ALAMEDA, Calif. — Nevada received its second downgrade of the month Thursday when Moody’s Investors Service dropped its general obligation bonds to Aa2 from Aa1.
Moody’s cited “the profound economic impact of the recession,” combined with a narrow economy dependent on gambling and tourism, and the state’s decreasing financial flexibility.
At the same time, Moody’s downgraded Nevada’s certificates of participation to Aa3 from Aa2, while changing the outlook to stable from negative.
The action applies to about $2.3 billion of net tax-supported debt.
Standard & Poor’s downgraded Nevada GOs to AA from AA-plus March 10. Fitch Ratings assigns a AA-plus to the state.
“Nevada is lagging other states coming out of the recent recession,” Moody’s said in its report.
Nevada’s unemployment rate is the nation’s highest at over 14%, and the state’s economy continues to struggle with the lingering hangover from its burst housing bubble.
“The nationwide real estate bust affected Nevada the worst in terms of changes in activity, foreclosures, and prices,” Moody’s said.
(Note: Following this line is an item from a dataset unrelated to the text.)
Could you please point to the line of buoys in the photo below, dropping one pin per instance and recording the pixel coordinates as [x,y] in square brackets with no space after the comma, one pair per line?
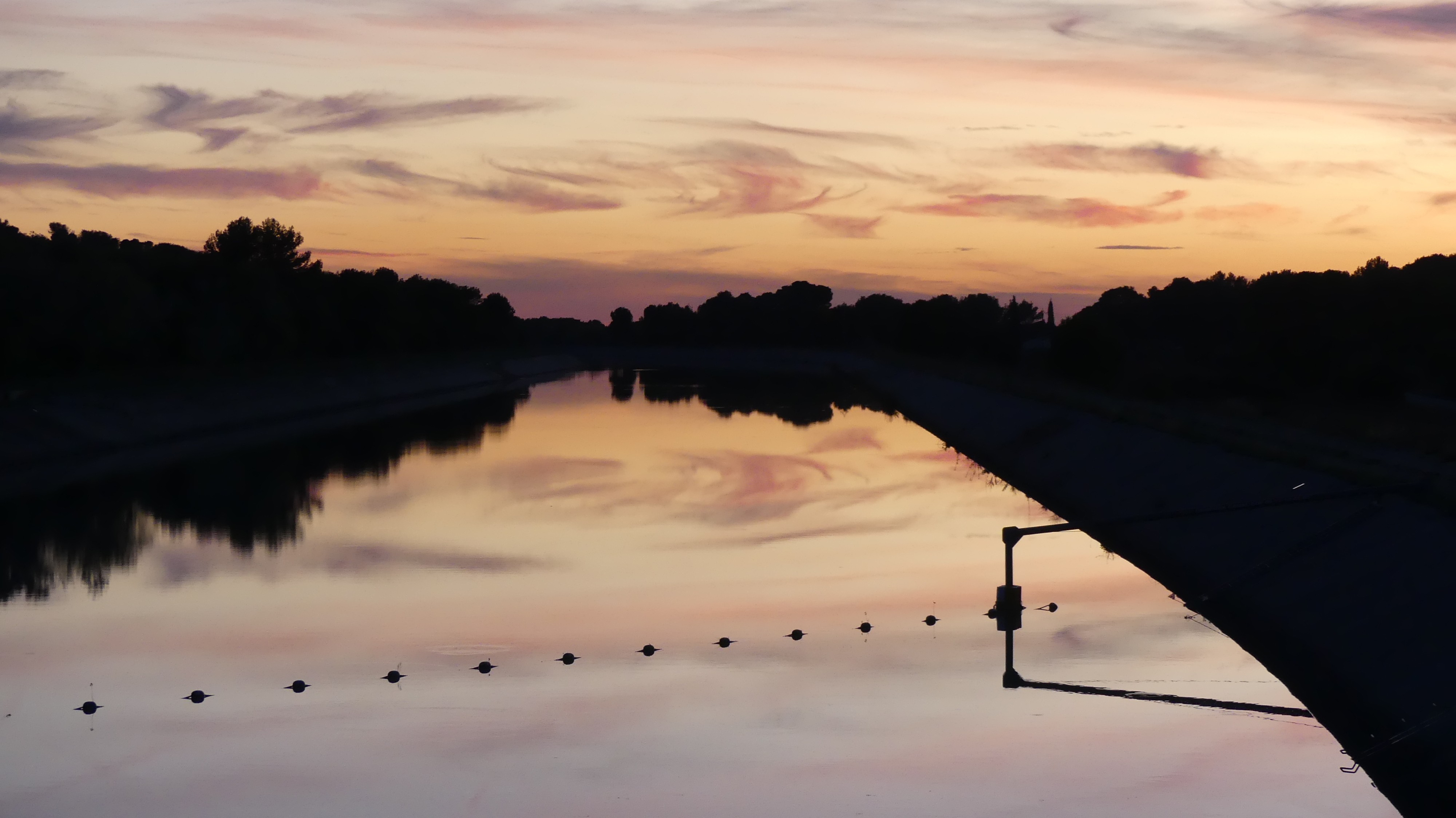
[299,686]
“The job-creating engine of the construction industry collapsed in the face of a supply glut and diminished underlying economic factors such as gaming and tourism sector employment,” according to Moody’s.
The state continues to wrestle with the revenue effects of that deep recession.
Nevada has a modest debt burden and a history of conservative and responsive financial management, Moody’s said, but “the reserves Nevada built up during economic expansion have been depleted, eliminating that financial cushion.”
Moody’s assigned a stable outlook that “reflects our belief that while the economy is very weak and will remain weak for the near to medium future, there are some early signs of economic and revenue stabilization in the state.”